Ahmedabad: A day after the National Medical Commission (NMC), the country’s apex medical body, stayed the three-year debarment of Dr Prashant Vazirani, a city-based cardiologist, the Gujarat Medical Council (GMC) is likely to approach the NMC with details of the probe committee report.
On Monday, GMC officials said that Dr Vazirani was debarred from the register of medical practitioners in Nov last year after his arrest for his alleged role in the deaths of two patients at Khyati Hospital in Ahmedabad.

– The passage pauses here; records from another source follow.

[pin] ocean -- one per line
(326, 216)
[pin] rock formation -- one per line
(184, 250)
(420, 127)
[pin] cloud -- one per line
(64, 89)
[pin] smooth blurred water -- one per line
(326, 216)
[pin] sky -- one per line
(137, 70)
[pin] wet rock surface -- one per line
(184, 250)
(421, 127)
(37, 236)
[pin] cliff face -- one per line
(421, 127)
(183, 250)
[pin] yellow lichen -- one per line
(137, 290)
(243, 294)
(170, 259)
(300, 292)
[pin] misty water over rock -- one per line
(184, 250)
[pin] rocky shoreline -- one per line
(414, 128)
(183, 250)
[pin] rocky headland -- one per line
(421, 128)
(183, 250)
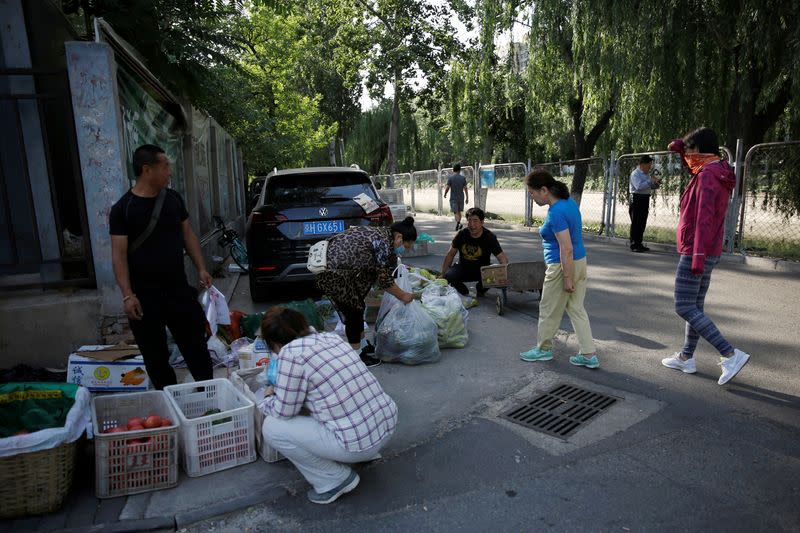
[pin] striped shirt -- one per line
(325, 375)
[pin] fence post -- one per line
(611, 212)
(603, 224)
(439, 189)
(528, 206)
(732, 216)
(413, 201)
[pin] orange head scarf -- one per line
(696, 162)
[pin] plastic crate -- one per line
(245, 381)
(214, 442)
(137, 461)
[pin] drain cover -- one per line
(561, 411)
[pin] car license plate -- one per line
(323, 227)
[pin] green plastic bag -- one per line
(308, 308)
(34, 406)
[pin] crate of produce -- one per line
(136, 443)
(245, 381)
(40, 428)
(217, 429)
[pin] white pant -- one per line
(314, 450)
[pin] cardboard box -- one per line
(117, 368)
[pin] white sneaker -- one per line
(732, 365)
(674, 361)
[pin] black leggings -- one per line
(353, 319)
(177, 309)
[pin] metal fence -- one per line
(594, 200)
(763, 217)
(503, 194)
(769, 219)
(662, 220)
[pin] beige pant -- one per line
(555, 300)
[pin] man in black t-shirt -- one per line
(155, 293)
(474, 245)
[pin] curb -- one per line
(188, 518)
(181, 520)
(125, 526)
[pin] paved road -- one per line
(678, 452)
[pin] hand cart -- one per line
(527, 276)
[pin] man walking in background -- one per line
(150, 229)
(460, 195)
(641, 185)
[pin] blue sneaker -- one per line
(580, 360)
(536, 354)
(332, 495)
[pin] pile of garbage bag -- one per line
(407, 335)
(444, 305)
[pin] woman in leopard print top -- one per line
(357, 259)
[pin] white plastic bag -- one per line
(444, 305)
(407, 335)
(78, 419)
(388, 301)
(215, 307)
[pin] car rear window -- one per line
(316, 189)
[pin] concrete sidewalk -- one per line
(677, 452)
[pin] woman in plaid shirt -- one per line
(346, 416)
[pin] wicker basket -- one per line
(38, 482)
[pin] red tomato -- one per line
(152, 421)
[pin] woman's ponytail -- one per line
(406, 228)
(541, 178)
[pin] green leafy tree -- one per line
(400, 40)
(264, 99)
(575, 73)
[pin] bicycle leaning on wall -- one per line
(229, 238)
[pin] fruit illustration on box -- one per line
(134, 377)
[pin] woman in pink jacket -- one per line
(700, 231)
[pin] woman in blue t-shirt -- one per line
(565, 278)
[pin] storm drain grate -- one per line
(561, 411)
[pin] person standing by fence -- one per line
(565, 279)
(640, 186)
(703, 206)
(457, 186)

Dr Vazirani performed angioplasty procedures on seven patients, of whom two succumbed to post-procedure complications.
Sources close to the development said that many in GMC believe the stay will set a wrong precedent, especially when Dr Vazirani, who is still behind bars, has been accused of grave medical misconduct.
In its chargesheet filed before a judicial magistrate first class (JMFC), the crime branch had stated, “Though he was not registered on PM-JAY’s HEM portal, visiting cardiologist Dr Prashant Vazirani treated patients under the govt scheme in Khyati Hospital and performed angiographies and angioplasties.” It claimed that the procedures were performed as part of a conspiracy, for which he brought in 19 patients to the hospital from the free health checkup camp at Borisana village on Nov 10, 2024. He received payments for the procedures from the hospital. The chargesheet further stated, “There was no medical requirement or reason to perform procedures on the 19 patients in the absence of their relatives or without obtaining their consent. He conducted angiographies as part of the conspiracy under the instructions from the hospital’s chairman and directors.”
The investigation report further stated that out of 19 patients, seven did not have blockages and yet the cardiologist prepared heart diagrams showing 70% to 90% blockages and uploaded them on the PM-JAY portal.
Vazirani was accused of creating panic among the patients and their relatives by telling them that the blockages would require immediate intervention, failing which they may suffer a heart attack. “By creating panic, he got signatures from seven such patients on consent forms to place stents, and conducted angioplasty on them. By doing so, the accused doctor bypassed fundamental principles and moral values of medical practice and unnecessarily implanted stents, causing the death of two patients,” the investigator mentioned in his probe report.